|Year : 2011 | Volume
| Issue : 3 | Page : 118-125
Outcome of selective motor fasciculotomy in the treatment of upper limb spasticity
Aneel Kumar Puligopu, Anirudh Kumar Purohit
Department of Neurosurgery, Nizamís Institute of Medical Sciences, Hyderabad, Andhra Pradesh, India
|Date of Web Publication||10-Oct-2011|
Anirudh Kumar Purohit
Department of Neurosurgery, Nizamís Institute of Medical Sciences, Panjagutta, Hyderabad - 500 082, Andhra Pradesh
Source of Support: None, Conflict of Interest: None
| Abstract|| |
Objective: The objective was to assess the outcome of selective motor fasciculotomy in relieving upper limb harmful resistant spasticity and thereby to improve motor functions in persons with cerebral palsy. Materials and Methods: Twenty people having cerebral palsy (12 females and 8 males) with age ranging from 5 to 35 (mean 12.85) years with upper limb resistant spasticity due to spastic hemiplegia (n=7), triplegia (n=6), and quadriplegia (n=7) were assessed using Modified Ashworth Scale, Selective Voluntary Control Grade, Wee FIM Scale and hand function evaluation. Selective motor fasciculotomy was performed on the musculocutaneous nerve (n=13) for elbow flexors spasticity, median nerve (n=24) for pronators and radial wrist flexors spasticity and ulnar nerve (n=3) for ulnar wrist flexors spasticity. Pre- and post-op therapeutic exercises were performed. Results: Statistical analysis using the Wilcoxon Signed Ranks test showed significant reduction in spasticity and improvement in selective voluntary control, hand functions (grasp to hold a 2 inch rod), and Wee FIM (self-care domain in particular). There was no recurrence in spasticity and complications following surgery. Conclusions: The selective motor fasciculotomy of musculocutaneous, median, and ulnar nerves significantly reduces spasticity in the affected muscle groups and thereby improves the self-care (motor) functions in selected people with cerebral palsy who have harmful resistant spasticity without any organic shortening of the muscles. The procedure is safe and the spasticity does not recur.

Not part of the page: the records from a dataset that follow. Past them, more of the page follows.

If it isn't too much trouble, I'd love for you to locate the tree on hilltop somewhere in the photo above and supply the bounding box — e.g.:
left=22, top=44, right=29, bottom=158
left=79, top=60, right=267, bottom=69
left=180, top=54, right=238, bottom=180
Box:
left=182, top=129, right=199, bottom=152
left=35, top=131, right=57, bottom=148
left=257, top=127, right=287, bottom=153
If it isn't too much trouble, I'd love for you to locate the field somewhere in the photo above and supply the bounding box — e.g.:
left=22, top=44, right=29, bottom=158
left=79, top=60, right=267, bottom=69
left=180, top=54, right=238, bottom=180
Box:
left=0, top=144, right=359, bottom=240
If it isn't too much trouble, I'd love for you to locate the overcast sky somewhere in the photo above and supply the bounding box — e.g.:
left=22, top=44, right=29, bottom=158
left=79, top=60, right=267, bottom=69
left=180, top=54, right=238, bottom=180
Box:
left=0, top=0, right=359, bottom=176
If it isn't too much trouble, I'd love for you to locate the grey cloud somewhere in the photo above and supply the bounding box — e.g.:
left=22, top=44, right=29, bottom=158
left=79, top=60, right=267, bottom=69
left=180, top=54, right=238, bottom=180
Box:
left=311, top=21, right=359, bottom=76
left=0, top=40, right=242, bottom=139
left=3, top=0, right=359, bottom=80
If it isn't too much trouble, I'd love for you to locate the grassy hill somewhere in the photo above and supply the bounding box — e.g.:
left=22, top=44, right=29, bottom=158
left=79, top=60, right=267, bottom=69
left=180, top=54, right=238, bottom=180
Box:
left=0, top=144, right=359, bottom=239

Keywords: Upper limb spasticity, fasciculotomy, neurotomy, cerebral palsy
|How to cite this article:|
Puligopu AK, Purohit AK. Outcome of selective motor fasciculotomy in the treatment of upper limb spasticity. J Pediatr Neurosci 2011;6, Suppl S1:118-25
| Introduction|| |
Upper limb spasticity and dystonia in nonprogressive neurological disorders are at times challenging to treat because these impairments restrict activities of daily living, hamper vocational skills, produce pains and complications; and are cosmetically unacceptable. Treatment modalities like therapeutic exercises, botulinum toxin, etc. may not permanently relieve these impairments. ,,,, Such resistant cases may improve with surgical procedure like selective motor fasciculotomy (SMF), in which the nerve supplying the spastic/dystonic muscles is exposed close to the muscle and the component fascicles are stimulated. ,,,,,,,, The fascicles found carrying excessive impulses, are ablated, but not more than three-fourth, thereby permanent relief in harmful spasticity and dystonia is obtained without losing control and balance.
| Materials and Methods|| |
This prospective study included 24 patients who underwent selective motor fasciculotomy (SMF) for the treatment of spasticity in upper limbs due to cerebral palsy (nonprogressive neurological disorder) from January 2008 to December 2009.
- Poor motor control in upper limbs.
- Moderate to severe contractures in upper limbs.
- Severe mental subnormality.
All the patients having upper limb spasticity due to cerebral palsy were evaluated for muscle spasticity and control by using Modified Ashworth's Scale and Selective Voluntary Control Grading [Table 1] and [Table 2] respectively. ,,, The limb functions were evaluated using Wee FIM Scale [Table 3] and by measuring opposition, pinch, and grasp. Each limb function was classified into good, fair, and poor, where good was near normal function, fair was impaired function but still the function was possible and poor when the patient could not attempt the function.
Following development of resistance to nonablative therapies, patients were taken up for SMF. The goals of surgery and further treatment including the need to continue therapeutic exercises were discussed in detail with the parents prior to surgery. They were also explained regarding the possibility of second-stage surgery which included more ablation of the same nerve or the ablation of another nerve of the affected muscle group in cases who have residual spasticity and if that hampers further improvement.
All patients who were planned for SMF were admitted and routine blood investigations were performed. Patients were kept fasting 6 hours prior to surgery. On the day of surgery thorough bath was given and the limbs were wrapped in povidone iodine gauge bandages.
Intravenous line was placed in nonoperative limb and antibiotics were given. The patient was positioned supine with arms abducted by 45° and placed over sidearm rest. Single low dose of vecuronium was given during induction of general anesthesia. Reassessment of the contractures was performed. Operative limb was cleaned with povidone iodine scrub and solution, and the body was draped keeping operative limb fully exposed so that the movements of the limb can be observed well during electrostimulation of the nerve. Intradermal infiltration of lignocaine mixed with adrenalin (1 in 200,000) was used to raise a peau-de-orange patch along the line of incision. Care was taken to avoid injecting the drug into the deeper plains so as to prevent infiltration of the underlying nerve, which may otherwise lead to erroneous muscle contraction findings during the stimulation of the nerve.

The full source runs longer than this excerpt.